TCI’s high powered directors – one was J. Paul Getty Jr. son of the oil billionaire – thought enough of von Bolschwing to make him the firm’s president in 1970.
“He seems like a very polite and cultured person,” said Walter F. Leverton, former vice president for satellite systems of the Aero-space Corp. Leverton sat on the board of TCI.
TOLD OF WORK FOR THE U.S.
Justice Newsom, who traveled as a TCI attorney with von Bolschwing in Europe in 1969–70, and said von Bolschwing alluded to wartime work for the Americans.
“He was suave and plausible” Newsom said. “He seemed to have all the credentials… He looked kind of world weary,” recalled Newsom. “He had the long cigarette holder, his hair was slicked back.”

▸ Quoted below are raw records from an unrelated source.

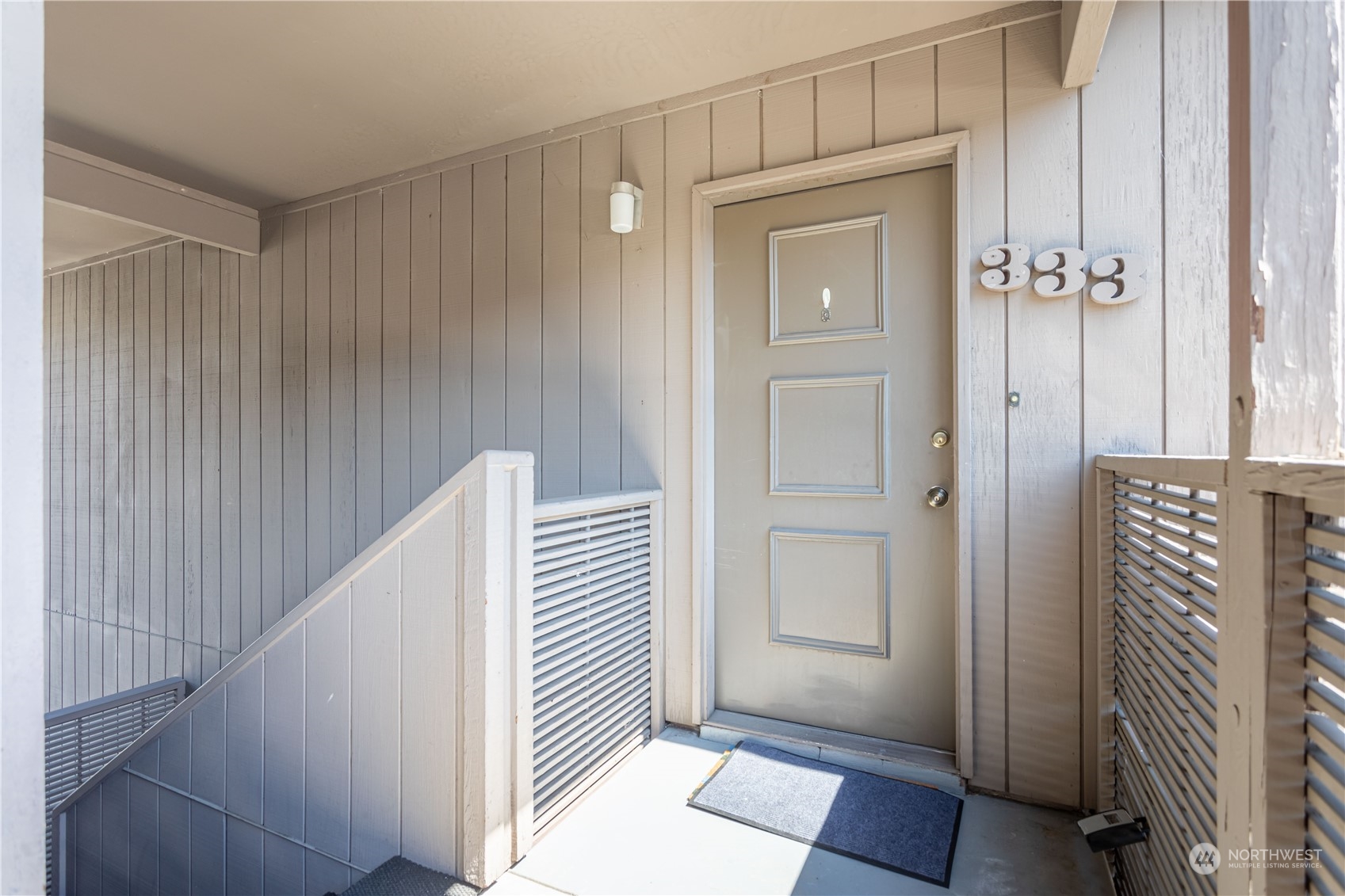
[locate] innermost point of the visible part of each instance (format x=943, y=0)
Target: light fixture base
x=627, y=208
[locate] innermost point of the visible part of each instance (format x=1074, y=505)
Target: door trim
x=950, y=148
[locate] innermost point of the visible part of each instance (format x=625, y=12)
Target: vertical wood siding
x=303, y=401
x=335, y=744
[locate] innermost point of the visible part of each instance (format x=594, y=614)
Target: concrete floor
x=636, y=834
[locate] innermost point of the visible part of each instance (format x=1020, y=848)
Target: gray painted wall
x=202, y=485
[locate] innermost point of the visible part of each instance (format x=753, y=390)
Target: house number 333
x=1121, y=277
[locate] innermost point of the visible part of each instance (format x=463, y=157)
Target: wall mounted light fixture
x=627, y=206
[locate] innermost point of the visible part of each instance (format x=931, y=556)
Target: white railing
x=596, y=641
x=1209, y=744
x=388, y=715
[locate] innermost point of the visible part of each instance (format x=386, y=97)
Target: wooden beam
x=1083, y=30
x=81, y=181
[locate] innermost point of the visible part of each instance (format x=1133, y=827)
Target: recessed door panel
x=829, y=589
x=834, y=581
x=829, y=280
x=829, y=437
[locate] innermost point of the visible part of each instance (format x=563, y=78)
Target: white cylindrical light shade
x=623, y=212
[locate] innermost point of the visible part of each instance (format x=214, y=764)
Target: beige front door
x=834, y=599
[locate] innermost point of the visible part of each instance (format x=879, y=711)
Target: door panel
x=834, y=578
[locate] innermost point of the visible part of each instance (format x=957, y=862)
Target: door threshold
x=888, y=757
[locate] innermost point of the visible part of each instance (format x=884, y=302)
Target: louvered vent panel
x=82, y=739
x=1325, y=747
x=590, y=650
x=1167, y=631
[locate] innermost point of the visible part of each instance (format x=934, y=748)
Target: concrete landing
x=636, y=834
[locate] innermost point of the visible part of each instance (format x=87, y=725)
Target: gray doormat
x=892, y=824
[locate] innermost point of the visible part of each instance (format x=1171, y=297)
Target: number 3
x=1007, y=267
x=1122, y=279
x=1063, y=269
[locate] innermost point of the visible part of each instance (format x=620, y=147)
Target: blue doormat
x=892, y=824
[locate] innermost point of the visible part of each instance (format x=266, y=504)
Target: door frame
x=950, y=148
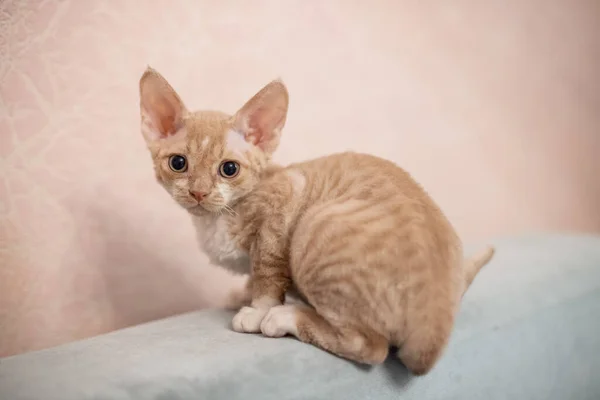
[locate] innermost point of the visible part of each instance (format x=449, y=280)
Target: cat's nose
x=197, y=195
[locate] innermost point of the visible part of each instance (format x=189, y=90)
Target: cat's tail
x=473, y=265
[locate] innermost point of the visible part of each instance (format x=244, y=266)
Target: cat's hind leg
x=356, y=344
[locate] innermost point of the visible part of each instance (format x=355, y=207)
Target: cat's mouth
x=203, y=209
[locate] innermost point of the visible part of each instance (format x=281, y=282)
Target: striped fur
x=353, y=235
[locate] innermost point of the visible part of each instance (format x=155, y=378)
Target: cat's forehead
x=211, y=132
x=207, y=131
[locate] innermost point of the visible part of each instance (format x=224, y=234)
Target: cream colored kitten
x=354, y=235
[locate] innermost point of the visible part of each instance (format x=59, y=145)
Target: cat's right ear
x=161, y=108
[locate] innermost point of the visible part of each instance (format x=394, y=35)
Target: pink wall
x=494, y=106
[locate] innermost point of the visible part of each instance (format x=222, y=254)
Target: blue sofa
x=529, y=328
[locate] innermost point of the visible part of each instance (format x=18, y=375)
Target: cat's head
x=207, y=160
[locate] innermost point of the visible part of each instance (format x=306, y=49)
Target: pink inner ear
x=262, y=123
x=165, y=115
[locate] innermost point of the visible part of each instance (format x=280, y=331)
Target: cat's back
x=358, y=176
x=379, y=198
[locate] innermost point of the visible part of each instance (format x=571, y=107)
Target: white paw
x=280, y=321
x=248, y=320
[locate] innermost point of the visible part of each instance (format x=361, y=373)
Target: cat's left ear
x=262, y=118
x=161, y=108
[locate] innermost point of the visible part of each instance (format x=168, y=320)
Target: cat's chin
x=201, y=211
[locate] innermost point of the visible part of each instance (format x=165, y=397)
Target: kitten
x=354, y=235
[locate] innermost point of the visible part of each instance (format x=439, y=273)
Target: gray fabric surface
x=529, y=329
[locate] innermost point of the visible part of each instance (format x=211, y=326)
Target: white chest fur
x=216, y=241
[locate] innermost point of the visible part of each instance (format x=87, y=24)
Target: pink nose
x=197, y=195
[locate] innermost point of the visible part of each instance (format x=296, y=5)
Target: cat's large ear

Emanuel Fthenakis, who had resigned an International Telephone and Telegraph vice-presidency to sign with TCI, also traveled with von Bolschwing in Europe, meeting his banking and industry contacts.
“Otto was very pleasant and soft spoken,” Fthenakis said. “He talked about his past of working for intelligence. I don’t know if it was the CIA or what. But after the war, he helped the United States and the allies to find Nazis.”
Records and interviews with TCI officials indicate that Helene von Damm, President Regan’s Austrian born, deputy assistant, translated some German contracts for TCI and invested $1,000 in it while she was than Gov. Regan’s secretary in Sacramento.
Von Damm was “too busy” to talk about von Bolschwing, but through her White House secretary said she knew him “socially” in Sacramento “many years ago.”
SYNDICATE TROUBLE
In 1970 TCI ran into trouble with the Department of Corporations, Several major stockholders were syndicating its stock, selling it to small investors in Sacramento.
“It was the hottest thing in town.” Recalled Brian Van Camp now a private attorney but then the commissioner of corporations.
The trading was found to be illegal under a 1968 law requiring security sales to be registered.
The Department of Corporations suspended trading in TCI stock, and in 1972 the Sacramento District Attorney’s office prosecuted several stockholders, calling it “possibly the biggest stock fraud in California history.”
Von Bolschwing had not syndicated any stock and his name was not mentioned in the news accounts of the proscecution. He asked for time to bail out TCI with “a certain financial deal involving coal mining in Tennessee, according to a Department of Corporations memorandum. Bud he couldn’t do it and TCI went under.
The business failure rocked von Bolschwing. On its heels, his wife, suffering from a painful illness, took her own life. “He was never the same after that” an associate said.
A year later, he had a new worry.
Justice Department investigators had stumbled across the name of Otto von Bolschwing in 1979 while working on the case of Valerian Trifa, a leader of the Iron Guard’s anti-Jewish rampage in Romania.
Investigators had found Trifa in Detroit and in investigating him, the interviewed von Bolschwing. He admitted helping Trifa and other Iron Guard members escape Romania after the 1941 pogrom. But in a sworn statement he denied ever having been a member of the SS the SD or the Nazi Party.
The Investigators came back again in February. This time it was a different story, as the transcript shows.
Question: Were you a member of the Nazi Party?
Von Bolschwing: Yes … 1932 I think, through 1945.
Q: Were you ever a member of the SS?
Von Bolschwing: Yes … from 1941 or 1942, I don’t know.
With those words, the last fragment of von Bolschwing’s illusory life in America crumbled.